O além-do-homem (melhor tradução para o termo alemão Übermensch, que alguns tradutores traduziram como super-homem) seria um conceito que fala sobre um ser humano capaz de libertar-se das amarras morais da sociedade e viver por si mesmo. O cristianismo apareceu como uma rebelião escrava da moral (uma rebelião dos escravos contra os seus senhores) que resultou na inversão de valores morais.

Para galgar essa inversão, seria necessário um processo que ele chamou de transvaloração, que seria a reavaliação da moral, estabelecendo novamente o que seria bom e ruim para a humanidade, sem recorrer aos ideais cristãos. Segundo Nietzsche, antes do cristianismo, bom era aquela pessoa forte e capaz de sobrepor-se, enquanto mau era o fraco.

Após o cristianismo e a rebelião escrava da moral, bom passa a ser o fraco enquanto forte torna-se o mau. O conceito de vontade de poder também aparece nesse período como uma expressão máxima da vida e da força humana e natural, que seria uma espécie de energia vital que tocaria tudo o que existe, fazendo as coisas desenvolverem-se.

Nietzsche também se apossa do conceito de niilismo e dá a ele outro significado, entendendo-o como algo prejudicial para o ser humano, embora presente em todas as pessoas, por ser uma negação da vida material e biológica em detrimento de uma vida extraterrena, que, para Nietzsche, não existia.

Obras

  • Nascimento da tragédia: obra em que Nietzsche analisa a tragédia grega como o elemento máximo que a cultura ocidental teria atingido, justamente por valorizar a vida material como elemento superior, não depositando confiança em uma religião como o cristianismo, que nega a vida terrena e aposta na vida após a morte, a promessa da plenitude no paraíso.

  • Humano, demasiado humano, A gaia ciência e Aurora: são obras aforismáticas que tratam de temas variados, impossíveis de serem resumidos. Aqui Nietzsche reúne uma mistura de ideias que têm sobre a filosofia, estabelece diversos pontos de sua crítica à filosofia desde Sócrates, e intensifica a sua crítica à cultura e à moral cristã ocidental.

  • Assim falou Zaratustra: o professor Roberto Machado, estudioso brasileiro da obra de Nietzsche, classifica o livro como a tragédia nietzschiana.

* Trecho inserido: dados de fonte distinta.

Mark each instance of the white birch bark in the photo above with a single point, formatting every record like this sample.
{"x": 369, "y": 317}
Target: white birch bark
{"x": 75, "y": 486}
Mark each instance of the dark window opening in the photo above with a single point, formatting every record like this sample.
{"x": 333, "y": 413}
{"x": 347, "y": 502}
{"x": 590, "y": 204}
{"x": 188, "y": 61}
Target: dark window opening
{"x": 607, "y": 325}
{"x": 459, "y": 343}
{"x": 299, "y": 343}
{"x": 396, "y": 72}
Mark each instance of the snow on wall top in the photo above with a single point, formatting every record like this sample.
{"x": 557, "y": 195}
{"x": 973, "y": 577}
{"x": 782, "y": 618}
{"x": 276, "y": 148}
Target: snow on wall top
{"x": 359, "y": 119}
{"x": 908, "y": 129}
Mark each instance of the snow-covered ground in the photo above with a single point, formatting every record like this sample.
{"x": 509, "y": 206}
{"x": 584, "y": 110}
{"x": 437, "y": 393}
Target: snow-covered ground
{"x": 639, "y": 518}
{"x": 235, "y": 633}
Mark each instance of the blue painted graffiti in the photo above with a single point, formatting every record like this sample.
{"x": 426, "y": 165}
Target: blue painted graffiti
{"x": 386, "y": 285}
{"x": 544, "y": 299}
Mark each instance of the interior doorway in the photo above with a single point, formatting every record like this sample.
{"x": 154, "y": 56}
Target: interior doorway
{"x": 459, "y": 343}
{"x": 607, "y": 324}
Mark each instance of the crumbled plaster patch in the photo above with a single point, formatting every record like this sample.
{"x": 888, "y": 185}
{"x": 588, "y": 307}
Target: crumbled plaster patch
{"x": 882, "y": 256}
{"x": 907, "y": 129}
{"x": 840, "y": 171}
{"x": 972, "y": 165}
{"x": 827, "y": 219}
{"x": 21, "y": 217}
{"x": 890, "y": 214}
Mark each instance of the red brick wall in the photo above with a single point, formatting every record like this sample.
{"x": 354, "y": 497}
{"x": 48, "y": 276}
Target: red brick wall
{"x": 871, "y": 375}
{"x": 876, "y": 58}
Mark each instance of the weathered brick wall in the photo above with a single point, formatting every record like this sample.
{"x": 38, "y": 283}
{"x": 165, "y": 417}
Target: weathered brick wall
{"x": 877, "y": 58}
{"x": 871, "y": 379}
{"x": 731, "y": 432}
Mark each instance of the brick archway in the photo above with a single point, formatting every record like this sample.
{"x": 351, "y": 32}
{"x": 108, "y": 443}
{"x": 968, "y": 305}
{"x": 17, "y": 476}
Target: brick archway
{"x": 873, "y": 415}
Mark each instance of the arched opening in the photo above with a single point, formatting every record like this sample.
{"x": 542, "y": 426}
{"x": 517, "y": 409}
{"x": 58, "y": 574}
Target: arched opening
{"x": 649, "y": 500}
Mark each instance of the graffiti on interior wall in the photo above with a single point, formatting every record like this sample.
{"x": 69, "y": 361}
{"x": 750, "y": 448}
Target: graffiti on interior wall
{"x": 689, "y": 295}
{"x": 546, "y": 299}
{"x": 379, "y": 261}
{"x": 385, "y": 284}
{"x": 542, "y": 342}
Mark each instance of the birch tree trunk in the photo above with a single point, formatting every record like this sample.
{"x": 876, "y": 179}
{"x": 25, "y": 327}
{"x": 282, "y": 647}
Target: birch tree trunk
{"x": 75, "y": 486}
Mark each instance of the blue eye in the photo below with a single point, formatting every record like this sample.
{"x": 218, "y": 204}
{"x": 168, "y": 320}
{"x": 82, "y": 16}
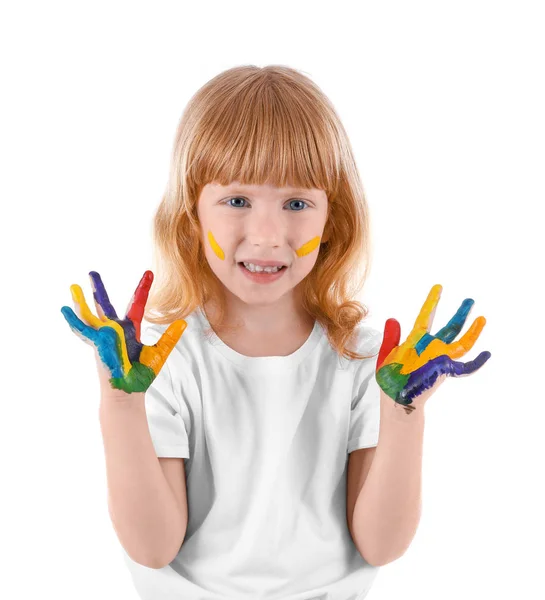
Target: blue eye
{"x": 244, "y": 199}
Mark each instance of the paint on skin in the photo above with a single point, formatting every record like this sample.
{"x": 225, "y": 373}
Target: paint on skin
{"x": 309, "y": 246}
{"x": 405, "y": 371}
{"x": 215, "y": 246}
{"x": 133, "y": 365}
{"x": 305, "y": 249}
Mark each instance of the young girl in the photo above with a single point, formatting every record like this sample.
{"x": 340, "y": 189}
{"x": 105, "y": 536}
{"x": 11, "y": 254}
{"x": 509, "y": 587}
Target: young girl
{"x": 238, "y": 442}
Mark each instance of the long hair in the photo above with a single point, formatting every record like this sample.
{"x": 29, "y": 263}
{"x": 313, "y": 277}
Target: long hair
{"x": 262, "y": 125}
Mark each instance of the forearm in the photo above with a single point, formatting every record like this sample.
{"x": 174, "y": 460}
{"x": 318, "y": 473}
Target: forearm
{"x": 142, "y": 506}
{"x": 388, "y": 507}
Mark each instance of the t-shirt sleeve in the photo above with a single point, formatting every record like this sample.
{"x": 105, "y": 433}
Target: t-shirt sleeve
{"x": 365, "y": 407}
{"x": 167, "y": 411}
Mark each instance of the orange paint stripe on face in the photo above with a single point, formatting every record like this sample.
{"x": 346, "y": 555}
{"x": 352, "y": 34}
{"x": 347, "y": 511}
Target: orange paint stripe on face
{"x": 215, "y": 246}
{"x": 309, "y": 246}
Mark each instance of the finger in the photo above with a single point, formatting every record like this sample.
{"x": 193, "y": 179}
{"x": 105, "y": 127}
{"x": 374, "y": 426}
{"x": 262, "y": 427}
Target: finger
{"x": 467, "y": 341}
{"x": 83, "y": 308}
{"x": 424, "y": 377}
{"x": 456, "y": 324}
{"x": 82, "y": 330}
{"x": 137, "y": 305}
{"x": 425, "y": 316}
{"x": 451, "y": 329}
{"x": 110, "y": 352}
{"x": 155, "y": 356}
{"x": 102, "y": 302}
{"x": 392, "y": 334}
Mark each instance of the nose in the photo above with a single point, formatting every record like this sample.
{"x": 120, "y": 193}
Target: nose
{"x": 266, "y": 228}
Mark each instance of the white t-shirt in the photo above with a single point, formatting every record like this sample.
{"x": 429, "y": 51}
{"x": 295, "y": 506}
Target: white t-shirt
{"x": 266, "y": 442}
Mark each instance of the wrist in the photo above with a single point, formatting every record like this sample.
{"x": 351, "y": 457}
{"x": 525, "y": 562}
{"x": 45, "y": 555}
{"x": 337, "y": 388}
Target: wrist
{"x": 392, "y": 411}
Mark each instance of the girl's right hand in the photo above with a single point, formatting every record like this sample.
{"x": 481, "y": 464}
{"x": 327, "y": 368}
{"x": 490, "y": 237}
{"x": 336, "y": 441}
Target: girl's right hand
{"x": 126, "y": 365}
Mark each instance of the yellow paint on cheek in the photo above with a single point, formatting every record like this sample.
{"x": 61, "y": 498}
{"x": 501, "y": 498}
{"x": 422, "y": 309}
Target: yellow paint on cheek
{"x": 309, "y": 246}
{"x": 215, "y": 246}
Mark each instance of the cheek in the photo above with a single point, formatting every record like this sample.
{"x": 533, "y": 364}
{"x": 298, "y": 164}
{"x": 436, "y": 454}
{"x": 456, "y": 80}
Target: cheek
{"x": 308, "y": 247}
{"x": 218, "y": 251}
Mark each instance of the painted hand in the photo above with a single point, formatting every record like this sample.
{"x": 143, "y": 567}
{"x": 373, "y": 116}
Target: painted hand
{"x": 131, "y": 365}
{"x": 416, "y": 368}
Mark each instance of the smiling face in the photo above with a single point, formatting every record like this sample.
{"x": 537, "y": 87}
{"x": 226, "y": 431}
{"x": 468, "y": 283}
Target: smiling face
{"x": 261, "y": 222}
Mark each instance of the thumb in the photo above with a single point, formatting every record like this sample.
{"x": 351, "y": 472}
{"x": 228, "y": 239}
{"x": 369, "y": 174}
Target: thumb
{"x": 392, "y": 334}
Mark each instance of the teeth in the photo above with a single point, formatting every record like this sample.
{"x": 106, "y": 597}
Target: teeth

Nietzsche enxergava na tragédia o ponto máximo da cultura por ela fugir da racionalização, mas ele mesmo fazia suas obras por meio de textos demasiadamente racionalizados. Esse livro literário filosófico cria uma perspectiva diferente ao propiciar uma visão trágica do herói Zaratustra, que vive uma saga e propõe ensinamentos filosóficos com base em sua vida.

  • Genealogia da moral, Além do bem e do mal, O anticristo e Crepúsculo dos ídolos: são livros escritos na fase em que Nietzsche pretendia compor a sua grande obra intitulada Vontade de poder. Todos eles adentram no assunto da moral e da crítica à moral cristã como meio de levar o ser humano a reconhecer o seu processo de autodesvalorização, para que ele mesmo pudesse recompor-se e chegar a um novo estado de desenvolvimento pessoal.

Frases

"Não há fatos eternos, como não há verdades absolutas."

"O que não provoca minha morte faz com que eu fique mais forte."

"A justiça é retribuição e troca sob a condição de uma posição de poder aproximadamente igual."

"Abençoados sejam os esquecidos, pois tiram o melhor de seus equívocos."

"Há homens que já nascem póstumos."

"Na verdade, o único cristão morreu na cruz."

"O cristianismo perverteu a Eros; este não morreu, mas degenerou-se, tornou-se vício."